Etwas Glück kann vor Gericht nie schaden. Eine besonders große Dosis kriegte jetzt der Angeklagte in einem Prozess ab, den ich als Verteidiger einer weiteren Angeklagten miterleben durfte.
Der Betreffende hatte schon vor Jahren eine Freiheitsstrafe auf Bewährung kassiert. Zur allseitigen Überraschung tauchte diese Vorstrafe in den Unterlagen des neuen Verfahrens nicht auf. Konkret: Das bundesweite Vorstrafenregister war in diesem Punkt erfreulich blank, obwohl Löschungs- und Tilgungsfristen definitiv noch nicht abgelaufen waren.
So was passiert sehr selten. Manchmal gibt es Übermittlungsfehler bei der Datenübertragung von den Gerichten an das Register. Oder, was ich schon mal erlebt habe, die Vorstrafe meines Mandanten wird vom Register auf das Konto einer Person gebucht, die mit dem Verurteilten Namen, Vornamen Geburtsdatum und Wohnort teilt.

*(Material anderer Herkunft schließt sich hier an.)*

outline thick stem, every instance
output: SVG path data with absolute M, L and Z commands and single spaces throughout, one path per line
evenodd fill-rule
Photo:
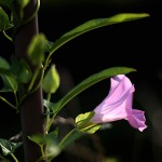
M 30 0 L 30 3 L 24 10 L 25 18 L 29 17 L 37 5 L 37 0 Z M 27 49 L 35 35 L 39 32 L 38 18 L 36 17 L 21 27 L 15 35 L 15 53 L 19 58 L 27 58 Z M 32 65 L 31 65 L 32 67 Z M 35 67 L 32 67 L 32 70 Z M 21 94 L 21 92 L 19 92 Z M 21 120 L 24 141 L 25 162 L 35 162 L 41 156 L 41 148 L 28 139 L 32 134 L 44 134 L 43 121 L 43 104 L 42 104 L 42 89 L 39 87 L 23 103 L 21 107 Z

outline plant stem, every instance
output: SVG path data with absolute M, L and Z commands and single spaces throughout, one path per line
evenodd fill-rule
M 13 104 L 11 104 L 9 100 L 6 100 L 4 97 L 0 96 L 0 99 L 6 103 L 9 106 L 11 106 L 14 109 L 17 109 Z
M 18 5 L 17 1 L 14 1 L 15 8 Z M 28 5 L 24 9 L 24 18 L 28 19 L 30 16 L 32 17 L 27 24 L 24 24 L 19 28 L 17 28 L 15 32 L 15 53 L 18 58 L 26 59 L 32 71 L 36 71 L 37 67 L 33 66 L 30 60 L 28 60 L 27 50 L 32 40 L 32 38 L 39 33 L 38 26 L 38 16 L 36 9 L 38 6 L 38 0 L 30 0 Z M 33 16 L 35 13 L 35 16 Z M 14 18 L 14 17 L 13 17 Z M 15 17 L 16 18 L 16 17 Z M 16 21 L 14 22 L 15 26 Z M 41 75 L 41 73 L 39 73 Z M 39 79 L 40 76 L 38 76 Z M 38 82 L 35 81 L 35 86 L 37 86 Z M 28 86 L 26 87 L 28 90 Z M 43 93 L 41 85 L 28 96 L 19 92 L 21 96 L 25 96 L 21 104 L 21 122 L 22 122 L 22 134 L 23 134 L 23 144 L 24 144 L 24 156 L 25 162 L 36 162 L 41 156 L 42 150 L 40 146 L 28 139 L 28 136 L 33 134 L 42 134 L 44 135 L 44 119 L 43 119 Z M 45 162 L 46 160 L 42 160 L 41 162 Z
M 0 159 L 4 160 L 5 162 L 11 162 L 10 160 L 8 160 L 6 158 L 4 158 L 3 156 L 0 154 Z
M 50 102 L 51 93 L 48 94 L 48 98 L 46 99 Z M 48 132 L 50 130 L 50 126 L 49 126 L 49 124 L 50 124 L 50 114 L 49 114 L 49 112 L 50 112 L 50 109 L 49 109 L 49 107 L 46 107 L 46 120 L 45 120 L 45 133 L 46 134 L 48 134 Z

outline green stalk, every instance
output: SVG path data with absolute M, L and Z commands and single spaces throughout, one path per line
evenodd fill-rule
M 11 104 L 9 100 L 6 100 L 4 97 L 0 96 L 0 99 L 6 103 L 9 106 L 11 106 L 14 109 L 17 109 L 13 104 Z

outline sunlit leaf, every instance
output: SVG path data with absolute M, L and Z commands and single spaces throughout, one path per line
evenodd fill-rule
M 4 83 L 4 90 L 12 91 L 13 93 L 16 93 L 18 90 L 18 82 L 16 78 L 12 75 L 1 75 L 1 78 Z
M 16 148 L 18 148 L 23 143 L 12 143 L 6 139 L 0 138 L 0 147 L 2 149 L 3 156 L 8 156 L 10 153 L 13 153 Z
M 21 67 L 17 73 L 17 80 L 21 83 L 28 83 L 31 79 L 32 71 L 25 59 L 21 60 Z
M 48 94 L 55 93 L 59 87 L 59 75 L 55 65 L 52 65 L 51 68 L 45 73 L 42 87 L 43 91 Z
M 95 112 L 81 113 L 76 118 L 76 129 L 89 134 L 93 134 L 99 130 L 100 125 L 91 122 Z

Um den „Verbleib“ der Vorstrafe zu klären, forderte die zuständige Richterin sogar die Akten des alten Verfahren an. Die lagen im letzten Verhandlungstermin zwar auch vor ihr auf dem Tisch. Sie verlas aber nur den Auszug aus dem Bundeszentralregister. Kein weiteres Wort über das frühere Urteil. Grundsätzlich hätte die Richterin darüber Beweis erheben können, ob das Register falsch ist. Etwa durch Verlesung des damaligen Urteils. Oder durch eine Anfrage beim Register, was denn womöglich schief gelaufen ist. Machte sie aber nicht. Fragt mich nicht, warum.
Mein Mitverteidiger war so schlau, das alles nicht groß zu thematisieren. Denn so lange das Gericht keine Vorstrafe durch entsprechende Hinweise in das Verfahren einführt, darf die Vorstrafe natürlich auch nicht strafverschärfend berücksichtigt werden.
Was dann auch tatsächlich nicht geschah. So kam es am Ende zu einem Urteil, das den Angeklagten sehr freuen konnte. Immerhin kriegte er Bewährung, was bei seinen Taten nicht selbstverständlich war. Und schon gar nicht selbstverständlich gewesen wäre, wenn seine frühere Verurteilung eine Rolle gespielt hätte.
Auch meine Mandantin war im Ergebnis happy, denn die Richterin gewährte ihr ebenfalls einen großzügigen Rabatt. Das nennt man wohl ausgleichende Gerechtigkeit. Der Staatsanwalt hatte allerdings weit härtere Strafen gefordert. Als er dann auch noch großmütig erklärte, er verzichte gleich an Ort und Stelle auf Rechtsmittel, war der Tag echt nicht mehr zu toppen.
Zu dem Gericht fahre ich gern mal wieder.